Prediction of springback in the air V-bending of metallic sheets
Author(s) -
Tomasz Trzepieciński,
Hirpa G. Lemu
Publication year - 2019
Publication title -
iop conference series. materials science and engineering
Language(s) - English
Resource type - Journals
eISSN - 1757-899X
pISSN - 1757-8981
DOI - 10.1088/1757-899x/645/1/012011
Subject(s) - sheet metal , bending , die (integrated circuit) , brass , materials science , artificial neural network , aluminium , structural engineering , composite material , deep drawing , metallurgy , engineering , computer science , copper , artificial intelligence , nanotechnology
Springback is a critical phenomenon in design and analysis of sheet metal forming process of metallic sheets.

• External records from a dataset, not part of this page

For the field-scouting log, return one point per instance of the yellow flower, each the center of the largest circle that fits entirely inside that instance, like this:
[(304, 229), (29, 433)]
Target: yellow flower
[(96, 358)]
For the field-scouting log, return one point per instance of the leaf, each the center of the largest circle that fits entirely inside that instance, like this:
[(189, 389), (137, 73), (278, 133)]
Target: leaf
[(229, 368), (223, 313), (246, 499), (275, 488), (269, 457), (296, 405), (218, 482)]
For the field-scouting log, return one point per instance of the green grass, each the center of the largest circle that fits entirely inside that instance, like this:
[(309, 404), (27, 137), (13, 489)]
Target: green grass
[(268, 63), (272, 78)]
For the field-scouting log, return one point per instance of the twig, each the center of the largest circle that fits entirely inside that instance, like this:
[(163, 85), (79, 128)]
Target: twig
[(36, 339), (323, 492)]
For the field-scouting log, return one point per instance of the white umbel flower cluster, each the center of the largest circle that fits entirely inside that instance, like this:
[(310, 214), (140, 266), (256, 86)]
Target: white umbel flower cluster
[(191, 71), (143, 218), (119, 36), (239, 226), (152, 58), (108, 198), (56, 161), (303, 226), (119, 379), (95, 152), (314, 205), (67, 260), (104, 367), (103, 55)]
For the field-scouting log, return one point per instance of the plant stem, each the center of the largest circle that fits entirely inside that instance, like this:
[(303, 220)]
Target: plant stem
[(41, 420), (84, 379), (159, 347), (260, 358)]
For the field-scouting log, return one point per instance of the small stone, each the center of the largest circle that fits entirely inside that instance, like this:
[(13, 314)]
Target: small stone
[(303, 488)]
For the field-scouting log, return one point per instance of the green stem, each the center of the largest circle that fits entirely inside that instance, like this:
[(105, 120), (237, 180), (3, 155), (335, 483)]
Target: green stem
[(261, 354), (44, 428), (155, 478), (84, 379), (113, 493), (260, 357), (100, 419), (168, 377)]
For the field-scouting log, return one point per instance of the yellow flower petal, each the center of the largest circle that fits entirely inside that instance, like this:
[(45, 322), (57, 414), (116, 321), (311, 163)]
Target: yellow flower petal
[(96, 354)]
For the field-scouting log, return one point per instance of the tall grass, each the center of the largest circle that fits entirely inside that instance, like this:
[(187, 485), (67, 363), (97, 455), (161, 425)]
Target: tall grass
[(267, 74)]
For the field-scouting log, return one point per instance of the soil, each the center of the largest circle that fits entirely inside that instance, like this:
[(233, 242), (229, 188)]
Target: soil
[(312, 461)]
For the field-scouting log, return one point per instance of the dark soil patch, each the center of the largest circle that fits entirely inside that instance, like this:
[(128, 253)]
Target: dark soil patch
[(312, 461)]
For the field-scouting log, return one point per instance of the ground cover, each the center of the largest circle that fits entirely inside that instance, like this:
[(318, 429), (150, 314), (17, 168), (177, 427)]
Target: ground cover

An accurate prediction of elastic recovery of material allows to design forming tools which take into account springback compensation. Springback is influenced by many factors including mechanical properties of material, friction conditions, temperature and geometry of bending die. In this paper, the investigations are focused on the analysis of an intelligent air bending process using an artificial neural network (ANN). The air bending experiments were carried out in a designed semi closed 90° V-shaped die. The tests were conducted on three grades of sheet metals: aluminium 1070, brass CuZn37 and deep-drawing quality steel sheet DC04. The results of experimental tests were used as a training set for back-propagation learning of a multilayer artificial network built in Statistica Neural Network program. For all materials tested, an increase of the springback coefficient is observed when the bend angle increases. The results of neural prediction are in a good agreement with the experiments. The correlation coefficient of ANN prediction to the experimental results is equal to about 0.99.